Turbine Simulated Cell Technologies, Budapest, Hungary

About the partner: Established in 2016 by Hungarian founders and reinforced by global industry expertise in leadership, Turbine is virtualizing biological experiments with AI to accelerate discovery and clinical decisions. We have spent the last decade building virtual disease models to outscale any lab, making complex biological experiments faster, more cost-effective, and translatable into the clinic. Our vision is that these models will ultimately become second only to the patient in predicting drug response. By simulating how cells and tissues behave under treatment, Turbine helps our partners identify the right therapeutic ideas smarter and faster, cutting years of dead-end research and reducing late-stage clinical failure caused by poor efficacy. Scientists can now run billions of virtual experiments to uncover risk, design smarter trials, and scale decisions across entire pipelines. Validated through partnerships with Bayer, AstraZeneca, MSD and others, Turbine’s platform has supported over 30 research programs. Backed by Accel, MSD Global Health Innovation Fund, we are putting predictive simulations in the hands of every scientist.

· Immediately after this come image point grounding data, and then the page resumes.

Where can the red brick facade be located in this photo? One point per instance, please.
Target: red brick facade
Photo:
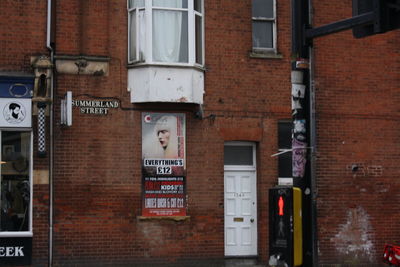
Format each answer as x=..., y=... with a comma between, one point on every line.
x=357, y=85
x=97, y=176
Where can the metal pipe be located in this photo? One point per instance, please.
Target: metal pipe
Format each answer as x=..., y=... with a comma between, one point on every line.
x=51, y=154
x=313, y=145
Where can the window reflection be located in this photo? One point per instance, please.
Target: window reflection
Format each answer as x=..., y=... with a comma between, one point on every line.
x=15, y=182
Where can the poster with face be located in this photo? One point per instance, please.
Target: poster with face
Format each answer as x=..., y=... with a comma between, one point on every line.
x=163, y=164
x=15, y=112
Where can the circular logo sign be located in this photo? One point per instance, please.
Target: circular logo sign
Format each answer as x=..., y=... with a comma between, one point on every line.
x=147, y=118
x=14, y=112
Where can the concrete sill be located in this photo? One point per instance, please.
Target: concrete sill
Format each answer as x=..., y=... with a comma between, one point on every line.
x=269, y=55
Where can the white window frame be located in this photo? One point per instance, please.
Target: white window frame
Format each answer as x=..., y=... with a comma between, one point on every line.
x=272, y=49
x=242, y=167
x=148, y=57
x=28, y=233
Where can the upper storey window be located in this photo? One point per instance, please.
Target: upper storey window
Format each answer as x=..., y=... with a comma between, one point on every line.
x=165, y=32
x=264, y=25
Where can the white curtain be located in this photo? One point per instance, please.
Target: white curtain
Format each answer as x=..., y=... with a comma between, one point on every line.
x=167, y=31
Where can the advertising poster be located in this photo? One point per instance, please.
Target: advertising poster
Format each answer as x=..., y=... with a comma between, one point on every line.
x=163, y=164
x=15, y=112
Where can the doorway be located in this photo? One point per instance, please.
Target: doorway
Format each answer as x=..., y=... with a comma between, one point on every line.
x=240, y=199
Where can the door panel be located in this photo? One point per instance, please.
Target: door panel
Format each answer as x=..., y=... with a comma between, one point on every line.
x=240, y=213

Principal investigator : Daniel Veres, MD, PhD.

Persons involved:

  • Daniel Veres, MD, PhD
  • Jerzy Woznicki, PhD

Role within Consortium: Turbine will execute Work Package 5 (WP5).

Task Description:

  • WP5: Single cell deconvolution and in silico mechanism elucidation. Turbine’s Simulated Cell™ technology will be applied to build virtual melanoma patient avatars customizable with the refined subtyping of the Human Melanoma Proteome Atlas (HMPA) samples. These avatars will enable in silico identification & validation of drug target-biomarker pairs, while also uncovering pathway-level mechanisms of sensitivity. To address therapeutic challenges arising from disease heterogeneity, we will further explore discrete melanoma cellular states using single-cell deconvolution to predict additional vulnerabilities. Collectively, Turbine aims to accelerate target–biomarker selection by providing a robust, predictive modeling framework of melanoma patient responses.